經馬骥提醒,姬連山突然想起字母A後面的那一連串的數字,心中不禁倒吸了一口涼氣。
“老馬啊,經你這麽一提醒,我真的想起來了,鬧出這麽大的動靜,我們老大是頭也沒冒一下、屁也沒放一個。
很不正常。
還有那車牌号碼,看着咋就這麽眼熟呢!”
“老姬那是邊疆安全局的車牌号碼!”馬骥淡淡地解釋說。
“難怪這個小子如此嚣張,原來他有邊疆安全局做後盾。”
“是啊,我們惹不起,還是盡快按照他的要求,把周常利抓回來,交給他,愛怎麽處置就随他便吧!”
“有道理,我看這個小子表明雖然莽撞,其實暗地裏還是非常有分寸的,譬如他把我的褲子撕爛,卻沒有傷害我的身體。
不是他手下留情,我哪裏還有機會站在這裏和你喝茶聊天。
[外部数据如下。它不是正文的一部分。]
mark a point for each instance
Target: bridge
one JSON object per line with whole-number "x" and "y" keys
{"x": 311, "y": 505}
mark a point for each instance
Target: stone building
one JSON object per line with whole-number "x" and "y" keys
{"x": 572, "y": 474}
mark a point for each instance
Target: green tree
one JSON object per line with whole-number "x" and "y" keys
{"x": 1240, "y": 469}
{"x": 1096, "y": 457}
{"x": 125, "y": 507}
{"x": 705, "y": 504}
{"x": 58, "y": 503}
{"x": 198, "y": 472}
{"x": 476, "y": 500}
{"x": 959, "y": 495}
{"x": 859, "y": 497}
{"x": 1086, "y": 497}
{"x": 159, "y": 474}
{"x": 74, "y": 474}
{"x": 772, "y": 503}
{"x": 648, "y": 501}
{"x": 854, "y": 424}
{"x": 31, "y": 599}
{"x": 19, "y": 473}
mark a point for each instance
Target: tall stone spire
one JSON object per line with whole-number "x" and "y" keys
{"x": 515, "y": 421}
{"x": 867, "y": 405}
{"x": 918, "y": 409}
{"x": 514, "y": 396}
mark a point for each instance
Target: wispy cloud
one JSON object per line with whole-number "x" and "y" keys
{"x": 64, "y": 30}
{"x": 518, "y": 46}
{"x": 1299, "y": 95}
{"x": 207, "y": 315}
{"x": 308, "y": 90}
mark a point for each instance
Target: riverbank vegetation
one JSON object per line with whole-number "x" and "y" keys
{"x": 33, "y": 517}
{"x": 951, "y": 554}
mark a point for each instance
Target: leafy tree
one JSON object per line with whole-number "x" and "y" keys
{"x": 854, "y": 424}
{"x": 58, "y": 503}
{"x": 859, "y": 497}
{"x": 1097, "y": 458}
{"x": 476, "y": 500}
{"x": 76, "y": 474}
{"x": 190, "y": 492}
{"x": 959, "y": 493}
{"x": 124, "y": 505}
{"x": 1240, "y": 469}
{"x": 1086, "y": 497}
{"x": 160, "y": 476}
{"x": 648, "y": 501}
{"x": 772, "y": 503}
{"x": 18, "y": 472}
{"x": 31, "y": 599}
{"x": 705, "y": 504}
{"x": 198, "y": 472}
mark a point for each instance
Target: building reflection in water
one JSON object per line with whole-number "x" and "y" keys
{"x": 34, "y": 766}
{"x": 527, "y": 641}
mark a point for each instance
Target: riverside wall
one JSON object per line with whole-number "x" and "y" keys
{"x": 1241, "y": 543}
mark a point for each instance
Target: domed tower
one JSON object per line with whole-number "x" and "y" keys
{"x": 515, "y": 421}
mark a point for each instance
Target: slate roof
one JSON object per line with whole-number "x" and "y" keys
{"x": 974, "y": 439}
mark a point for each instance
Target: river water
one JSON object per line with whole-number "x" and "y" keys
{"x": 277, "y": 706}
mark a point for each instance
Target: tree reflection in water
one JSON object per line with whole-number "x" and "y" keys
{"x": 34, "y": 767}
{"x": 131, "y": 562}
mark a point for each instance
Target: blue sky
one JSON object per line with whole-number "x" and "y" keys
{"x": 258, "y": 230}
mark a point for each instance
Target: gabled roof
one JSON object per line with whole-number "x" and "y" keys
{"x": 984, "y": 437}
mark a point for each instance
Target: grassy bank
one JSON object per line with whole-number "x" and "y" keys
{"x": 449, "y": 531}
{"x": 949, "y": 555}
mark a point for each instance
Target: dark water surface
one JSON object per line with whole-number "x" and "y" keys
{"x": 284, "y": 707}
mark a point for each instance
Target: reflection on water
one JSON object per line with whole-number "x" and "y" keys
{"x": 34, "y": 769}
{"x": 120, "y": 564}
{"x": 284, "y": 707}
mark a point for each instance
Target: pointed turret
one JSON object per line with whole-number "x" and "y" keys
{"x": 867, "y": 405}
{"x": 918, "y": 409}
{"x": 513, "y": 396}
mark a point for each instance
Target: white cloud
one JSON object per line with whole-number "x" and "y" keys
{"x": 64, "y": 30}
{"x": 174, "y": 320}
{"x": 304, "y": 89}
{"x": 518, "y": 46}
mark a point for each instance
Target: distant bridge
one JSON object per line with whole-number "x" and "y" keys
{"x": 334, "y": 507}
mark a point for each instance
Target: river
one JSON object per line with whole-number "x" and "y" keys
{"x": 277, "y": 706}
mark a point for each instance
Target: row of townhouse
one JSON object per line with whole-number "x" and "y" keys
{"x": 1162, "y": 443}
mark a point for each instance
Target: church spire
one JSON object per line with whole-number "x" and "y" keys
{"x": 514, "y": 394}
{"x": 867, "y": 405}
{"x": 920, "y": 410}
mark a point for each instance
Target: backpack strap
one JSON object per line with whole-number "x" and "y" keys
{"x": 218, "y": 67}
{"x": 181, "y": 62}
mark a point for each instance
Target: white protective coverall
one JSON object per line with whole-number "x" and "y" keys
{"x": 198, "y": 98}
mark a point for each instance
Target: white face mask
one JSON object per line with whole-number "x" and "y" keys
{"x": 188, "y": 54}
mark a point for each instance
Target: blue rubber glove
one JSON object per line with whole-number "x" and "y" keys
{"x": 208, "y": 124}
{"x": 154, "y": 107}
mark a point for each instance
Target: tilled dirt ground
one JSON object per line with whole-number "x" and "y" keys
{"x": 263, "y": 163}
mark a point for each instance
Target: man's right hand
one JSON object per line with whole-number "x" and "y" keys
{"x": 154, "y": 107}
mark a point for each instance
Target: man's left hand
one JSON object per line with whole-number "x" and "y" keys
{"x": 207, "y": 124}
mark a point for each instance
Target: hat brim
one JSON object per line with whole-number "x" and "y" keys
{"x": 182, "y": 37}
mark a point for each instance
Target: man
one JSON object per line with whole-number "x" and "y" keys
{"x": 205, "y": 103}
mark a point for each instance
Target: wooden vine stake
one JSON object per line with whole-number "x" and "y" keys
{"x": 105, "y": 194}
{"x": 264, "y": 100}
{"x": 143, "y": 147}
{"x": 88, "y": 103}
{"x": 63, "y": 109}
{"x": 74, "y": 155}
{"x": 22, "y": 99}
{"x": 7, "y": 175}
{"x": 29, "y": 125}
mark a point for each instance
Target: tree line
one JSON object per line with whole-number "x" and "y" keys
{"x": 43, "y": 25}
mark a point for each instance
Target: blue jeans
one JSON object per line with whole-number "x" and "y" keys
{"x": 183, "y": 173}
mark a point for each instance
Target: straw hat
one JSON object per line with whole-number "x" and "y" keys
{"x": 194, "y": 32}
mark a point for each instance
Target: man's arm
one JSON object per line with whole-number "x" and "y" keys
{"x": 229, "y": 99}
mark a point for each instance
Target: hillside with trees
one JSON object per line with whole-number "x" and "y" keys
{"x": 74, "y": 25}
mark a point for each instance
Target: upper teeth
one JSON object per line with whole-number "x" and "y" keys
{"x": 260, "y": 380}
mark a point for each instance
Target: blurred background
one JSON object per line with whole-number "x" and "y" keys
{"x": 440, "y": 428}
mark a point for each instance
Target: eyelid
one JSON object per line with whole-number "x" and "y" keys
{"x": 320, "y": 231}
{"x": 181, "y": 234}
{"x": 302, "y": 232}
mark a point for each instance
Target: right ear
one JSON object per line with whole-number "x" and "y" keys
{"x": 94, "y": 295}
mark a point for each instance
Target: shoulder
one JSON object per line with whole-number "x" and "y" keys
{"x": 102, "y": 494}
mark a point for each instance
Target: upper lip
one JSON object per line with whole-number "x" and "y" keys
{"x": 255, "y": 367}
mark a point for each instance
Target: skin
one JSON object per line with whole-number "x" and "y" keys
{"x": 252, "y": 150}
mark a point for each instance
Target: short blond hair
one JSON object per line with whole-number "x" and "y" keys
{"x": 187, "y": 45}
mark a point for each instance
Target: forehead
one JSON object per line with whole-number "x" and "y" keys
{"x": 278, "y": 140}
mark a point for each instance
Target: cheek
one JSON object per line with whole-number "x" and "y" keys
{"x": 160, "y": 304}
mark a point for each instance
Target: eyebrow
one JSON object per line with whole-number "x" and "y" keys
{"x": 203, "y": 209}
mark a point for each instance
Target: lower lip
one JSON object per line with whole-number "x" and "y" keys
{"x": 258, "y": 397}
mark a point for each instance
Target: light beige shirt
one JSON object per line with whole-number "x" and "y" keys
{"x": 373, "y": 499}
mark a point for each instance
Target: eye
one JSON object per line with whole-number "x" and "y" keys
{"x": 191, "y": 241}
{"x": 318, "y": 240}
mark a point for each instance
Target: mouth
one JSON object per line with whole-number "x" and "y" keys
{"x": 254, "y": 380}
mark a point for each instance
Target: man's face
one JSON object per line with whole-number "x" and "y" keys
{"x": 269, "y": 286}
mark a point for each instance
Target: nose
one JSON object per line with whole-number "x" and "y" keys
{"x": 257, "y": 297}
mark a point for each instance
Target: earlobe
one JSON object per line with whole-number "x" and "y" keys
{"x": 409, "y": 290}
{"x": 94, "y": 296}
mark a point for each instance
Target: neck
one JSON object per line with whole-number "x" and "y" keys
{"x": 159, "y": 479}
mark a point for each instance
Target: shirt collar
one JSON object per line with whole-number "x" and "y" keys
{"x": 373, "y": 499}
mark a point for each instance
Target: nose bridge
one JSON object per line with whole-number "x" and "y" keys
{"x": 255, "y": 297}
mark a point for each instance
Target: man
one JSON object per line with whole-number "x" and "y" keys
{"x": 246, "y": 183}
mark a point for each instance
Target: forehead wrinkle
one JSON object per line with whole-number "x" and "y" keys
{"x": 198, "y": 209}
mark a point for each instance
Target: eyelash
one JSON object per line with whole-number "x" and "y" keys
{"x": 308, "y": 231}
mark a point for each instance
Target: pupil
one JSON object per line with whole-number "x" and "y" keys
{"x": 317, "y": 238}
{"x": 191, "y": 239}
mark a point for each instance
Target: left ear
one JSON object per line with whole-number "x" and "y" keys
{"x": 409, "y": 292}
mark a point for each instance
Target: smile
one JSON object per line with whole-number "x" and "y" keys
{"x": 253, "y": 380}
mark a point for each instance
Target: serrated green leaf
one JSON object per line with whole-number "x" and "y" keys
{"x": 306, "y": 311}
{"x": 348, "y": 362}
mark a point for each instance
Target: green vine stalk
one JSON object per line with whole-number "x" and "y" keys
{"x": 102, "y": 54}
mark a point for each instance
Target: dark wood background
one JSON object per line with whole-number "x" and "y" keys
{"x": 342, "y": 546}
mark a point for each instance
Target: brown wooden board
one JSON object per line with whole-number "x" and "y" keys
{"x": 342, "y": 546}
”
馬骥低頭看向姬連山的腰下,害得姬連山急忙用手前後捂住,惹得馬骥發出一陣大笑。
“老姬,你的褲子不是已經換過了嗎?你還捂個什麽勁兒嘛!”
……
牛宏将姚姬、牛鮮花、喜鳳三人放在天安門前,駕車直奔張漢成家的方向駛去。
宣武門六尺巷的一處四合院裏,張漢成坐在家中正在焦急地等待着牛宏的到來。
他早已買了機票,打點好行囊,準備以最快的速度離開大陸飛往香港,再轉道飛往美國和自己的妻子、兒女相聚。
之所以說飛往香港,是擔心自己會被人盤查無法出國而已。
“邦邦邦!”
“來啦!”
聽到敲門聲,張漢成嘴裏念叨一句,強行壓下心裏的激動,站起身,向着院門處走去。
打開門,看到門外站着的人,微微一愣,熱情的招呼說,
“蘇老弟、弟妹,快請進。”
“張大哥,聽小雅說,今天你要走,我們過來送送你。”
“哎呀,還要你們特意請假回來送我,真是太感謝了。”
張漢成面對兩位多年的老鄰居,心中很是感動,連忙一側身請蘇茂盛、林秀燕進家。
“張大哥,你即便離開,房子也沒有必要賣掉嗎?有朝一日再回北京,也有個落腳的地方啊。”
聽到老鄰居的勸說,張漢成微微搖了搖頭,歎息一聲,說道,
“不瞞兄弟、弟妹,我這一走,不打算再回來了,主要是啓立、芷蘭兩個孩子已經在香港定居。